Published online by Cambridge University Press: 05 June 2012
Introduction
William Heytesbury was born in Wiltshire, England, around 1313. By 1330 he was a fellow of Merton College, Oxford, with which he is traditionally associated. In 1371 he was Chancellor of the University (he may also have been Chancellor in 1353–54; the records are unclear), and he died in 1372. His works on logic were probably written between 1331 and 1339. The most influential, his Rules for Solving Sophismata, is usually dated 1335. Heytesbury's treatise on the compounded and divided senses of propositions, translated here, seems to have been written before his Rules.
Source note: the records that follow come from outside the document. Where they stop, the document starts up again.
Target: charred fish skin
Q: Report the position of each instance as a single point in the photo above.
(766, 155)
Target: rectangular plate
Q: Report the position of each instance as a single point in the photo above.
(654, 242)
This treatise, De sensu composito et diviso, gets its historical importance not only from the apparent fact that it represents the first attempt to provide a systematic treatment of the various modes in which the distinction between the compounded and divided senses had been recognized by Heytesbury's predecessors, but also from the undoubted fact that it became the sourcebook for much of the subsequent literature on these topics, attracting both imitators and commentators. If the treatise is original in its comprehensiveness, it seems derivative in most other respects; but that hardly counts as a flaw in an attempt to organize scattered, disparately treated material. There are plenty of genuine flaws in the treatise, however, as the attentive reader may discover. But whatever its short-comings, it is and in many respects deserves to be the principal text of a very interesting and suggestive branch of late medieval linguistic analysis.